Bu da mı gol değil?

Abone Ol

 Bu sıcaklarda yenilecek en güzel şey; ohhh buz gibi karpuz peynir!!! Salı Pazarında gözüm hep karpuzcularda… Abi seçerken; “ne çok büyük olsun ne küçük bak! İçi de geçmiş olmasın, şöyle kütür kütür istiyorum” diye adamı canından bezdirdiğim bir amcam var, sakallı, müdavimiyim, öneririm…    Aaa valla karpuzcu reklamı bile soktum araya… 

                Ben bu sıcaklardan ötürü ne çıktığım Salı Pazarından, ne tatilden bir şey anladım, rica etsem  beni tekrardan yazın başına ışınlar mısınız ??? Okullar tatil oldu, bayram girdi, darbe girişimi derkennn: Aaa! Bir de baktım yaz elimizden gidiyor ya! Ama anlayışlı Mili Eğitim Bakanlığımız, Allah var insan ruhundan anlıyor, “tiz tatil uzatıla okullar 19 eylülde açıla” dedi ya içime su serpildi…
       Eeee,  uzatıla da bu sefer de izinler iptal oldu. Oysa ki ne tatillere hasret bu bünye. Her şey dahil sistemlere bu sene dahil olamayan bünyem benim, yürekten kan ağlamakta. Gitti yemek sıraları, havuz başı dedikoduları, disko şovları, deniz kenarında yapılan kumdan kaleler, arada gezen animatörlerden hiç bahsetmiyorum bile…
        Bu sene turist akamayan güneyimize biz de akamadık. Oysa ki bu sene nasıl bir dört gözle yerli turist bekleniyordu, nasıl gariban gariban, kedi gibi, yerli turistin ağzından çıkan her kelimeye bakıyorlardı. Yanarım da bu fırsatı kaçırdığıma yanarım…
           Kendi ülkemde yabancı gibi hissettiğim tek zaman olan yaz döneminde, tek konum olan güney de, bu sene fırsatçılığa tövbe etmiş, fiyatları yarıya çekmiş bir şekilde görmek benim de yüreğimi yaralamadı mı sanıyorsunuz??? O yooo!!! derinden yaraladı…
         Yerli turistin yüzüne bile bakmayan otellerde, restoranlarda, Türk parası yerine euro dolar geçer diye çarşaf çarşaf yazan, son kalan masayı ya da odayı yerli turisti elinin tersiyle  kenara iterek yabancı turist kardeşlerimize sunanlara üzülmüyorum mu sanıyorsunuz??? İnanın kalbim onlar için atmakta…
             Ben istemez miydim kendimi bu sene de ikinci hatta üçüncü sınıf hissetmeyi?
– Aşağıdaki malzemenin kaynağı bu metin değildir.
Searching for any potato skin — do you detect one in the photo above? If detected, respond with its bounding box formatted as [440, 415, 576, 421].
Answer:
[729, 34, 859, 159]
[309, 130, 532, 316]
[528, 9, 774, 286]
Otele girdiğimde vale şöyle benim yanıma gelip İngilizce “oda numarası kaç valizleri çıkarayım” deyince benden aldığı Türkçe karşılık sonunda gözlerini devire devire bakmasına ne kadar hasret oysa ki bu bünye…
          Tamam biz de fena değiliz bu konuda biliyorum… Para verdim her şey dahil diye oteli bile ağzına sokmaya çalışan bir kesimimiz var…
              İtiraf ediyorum… Beni tanıyan bilir;  yemin ederim artık bir gün güneşlenmeyi falan bıraktım, çalıştırdım kameralarımı, havuzun başında diktim gözümü meyve suyu sırasına. Yerli-yabancı turist sıraya girmiş, hunharca meyve suyu içme yarışı yapmakta. Biz ve onlar diye ayıracağım artık yazımda, hatam olursa affola. Biz bir içiyorsak onlar beş içiyor; bizimkiler beş içiyorsa, meyve suyuna birde bira katıp onlar on içiyor…
             Animatörlerin yanına biz elini tuttuğumuz çocuğumuzu: “hadi yavrum bak palyaço, çok komik, git hadi oyna, şöyle sevecek seni, şöyle eğlendirecek seni” diye yanaştırana kadar göbeğimiz çatlarken valla adamların çocukları ortada animatörün tepesinde, kendileri fırından yeni çıkmış pizzayı mideye tepmekle meşgul, tek dertleri bu içecekte neden buz yok…
              Biz havuza yada denize yaklaşıp parmağımızın ucuyla suyun sıcaklığını değerlendirip, bu su çocuğun girmesi için uygun mu değil mi?  Kolluk mu olsun can simidi mi olsun? Güneş kreminin faktörlerine kadar plaja yatırmış tartışma konusu yaparken, elin adamı geliyor yavrusunu kolundan tuttuğu gibi denize fırlatıyor; çocuk da bir güzel kakara kikiri yaparak yüzüyor…
            Bir anne geleneğimiz var ki: hiçbir Türk annesi  bunu çiğnemez, çiğneyemez. Gitmiş olduğu beş yıldızlı otelin envaitürlü yemeğinin arasında bunu yapmaktan inatla vazgeçmez. Gider o kadar çeşit sunumun arasında  en brokolili, en en sebzeli çorbayı seçer, zorla yavrusuna teper, yok kuş geçmiş de yok araba parketmiş de, olmadı mı? elinin arasına çocuğun ağzını inatla alır o çorba o mideye girecek aga…
         Onlarda çocuk, kendine ayrılan masada döke saça bir güzel önünde ne varsa nimet der yer, tek kelime etmez, ister doysun, ister doymasın baskı yok, iradeye müdahale yok, keyfi yerinde… Anne ağzını açıp tek kelime etmez doyan, masadan kalkıp gider... Bitti.
         Beş yıldızlı otelin beş yıldızlı plajında yavrumuzun söylediği tek kelimeyle yarışa soksan birinciliğin yanında altın madalyayı getirecek kumdan kaleler inşa eden biz ve çocuklarımız, kendimizden geçmiş bir şekilde çocukla oynamayı unutup kuma deli gibi şekil verirken; onlar, kuzularını sadece izleyerek, konuşarak yönlendirip yavrularının yaratıcılıklarını keşfetmesine sabırla yol verirler…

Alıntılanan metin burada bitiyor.